I understand your point but I have strong beliefs it's not possible or at least it will be one if not the last thing to try. The PLC program is dense. Changing the addresses and areas of work of the PLC will just be high cost effort to make. + PLC program isn't being developed by me. I need to know that I've reviewed all the other options.

It's Omron PLC, not Mitsubishi. And even not being a PLC that I work on daily basis, I'm confident that there were no settings that I missed that could affect communications this "bad".

Both Ignition and PLC are in the same LAN. Most of the times wireless but I already tried with cable and didn't see any improvement at all.

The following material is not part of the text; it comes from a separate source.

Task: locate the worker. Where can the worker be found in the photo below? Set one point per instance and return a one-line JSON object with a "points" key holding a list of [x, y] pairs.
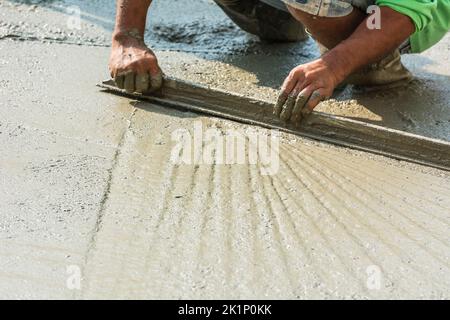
{"points": [[361, 43]]}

What is your opinion on increasing the value of "Concurrent Requests" in the Device configuration? Because I did increase the value and it helped a lot, but what's the downside?

If your PLC has free memory, consider copying the critical values into a contiguous block in your PLC logic. They'd be effectively read only, but you could read them much more efficiently.

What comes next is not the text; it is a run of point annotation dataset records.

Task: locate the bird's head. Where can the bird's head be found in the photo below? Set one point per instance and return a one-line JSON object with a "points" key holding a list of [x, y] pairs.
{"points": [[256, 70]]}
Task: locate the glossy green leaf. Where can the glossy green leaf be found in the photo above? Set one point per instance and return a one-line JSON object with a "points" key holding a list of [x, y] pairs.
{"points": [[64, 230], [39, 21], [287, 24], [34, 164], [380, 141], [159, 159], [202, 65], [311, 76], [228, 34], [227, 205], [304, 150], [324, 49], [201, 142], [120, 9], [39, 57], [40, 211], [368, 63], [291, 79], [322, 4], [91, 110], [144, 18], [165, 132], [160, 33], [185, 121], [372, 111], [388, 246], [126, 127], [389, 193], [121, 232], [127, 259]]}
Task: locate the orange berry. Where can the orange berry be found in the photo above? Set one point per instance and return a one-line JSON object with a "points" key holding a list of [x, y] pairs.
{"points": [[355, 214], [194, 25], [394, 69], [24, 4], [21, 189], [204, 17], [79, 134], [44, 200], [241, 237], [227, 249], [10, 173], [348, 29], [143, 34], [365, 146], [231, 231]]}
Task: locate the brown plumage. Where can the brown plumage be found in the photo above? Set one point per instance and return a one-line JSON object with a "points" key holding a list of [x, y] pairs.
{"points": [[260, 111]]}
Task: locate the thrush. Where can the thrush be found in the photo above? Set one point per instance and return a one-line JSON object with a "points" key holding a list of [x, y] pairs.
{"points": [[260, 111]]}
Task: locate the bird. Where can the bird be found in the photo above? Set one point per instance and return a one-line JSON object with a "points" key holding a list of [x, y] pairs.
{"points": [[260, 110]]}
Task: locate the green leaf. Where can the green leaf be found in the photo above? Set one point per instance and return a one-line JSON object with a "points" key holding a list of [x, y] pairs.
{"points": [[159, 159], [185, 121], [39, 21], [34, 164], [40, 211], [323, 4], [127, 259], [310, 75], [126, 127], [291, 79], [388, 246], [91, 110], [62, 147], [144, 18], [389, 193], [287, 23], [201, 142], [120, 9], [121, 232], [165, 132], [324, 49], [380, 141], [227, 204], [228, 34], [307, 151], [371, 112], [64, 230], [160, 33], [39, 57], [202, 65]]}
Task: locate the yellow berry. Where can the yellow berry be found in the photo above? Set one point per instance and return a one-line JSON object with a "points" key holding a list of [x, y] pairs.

I'd do it. Up to the point where it doesn't help any more.

1 Like

Usually the downside is more load on the PLC, and you can only increase it if there is available overhead.

That you're able to increase it suggests to me this is still a network latency problem... your response times are 10x what they should be.

I'll see what I can do about it. Thanks

I maxed it out to 8 then. It helped significantly

What model is this? If NJ or NX, you might try my EtherNet/IP driver for named tag access:

I maxed out the value of concurrent request to 8. And the overload values decresead significantly. Check the photo I sent to the previous reply

The router is already old. But the online mode of the PLC values are changing smoothly in the PLC software. So, it doesn't make sense to be a network latency.

:man_shrugging:

It's an Omron CJ2M

:smiling_face_with_tear:

Oh well. That processor doesn't do class 3 messaging. You can get a comm module to do class 1 I/O, which would be screaming fast, but much more trouble to set up. (And a different option in my module.)

You had right. It is still going to be complicated to place all tags desired to read/write from ignition in a contiguous way but I guess I'm forced to do it for efficiency. Sorry for refusing to try it out the first time you told me to.

I resetted the concurrent request value to 2(default value) before testing it out.

Behavior of an amount of tags when scattered across memory areas:

Behavior of the same amount of tags when in a contiguous register block:

Once again sorry for not testing it out as soon as told and thank you for the help!

2 Likes

Notice what you've done there is reduce the required number of requests from 4 to 1. This is obviously a big help, but it didn't really change your response times. There's still something unusual about how slow it is.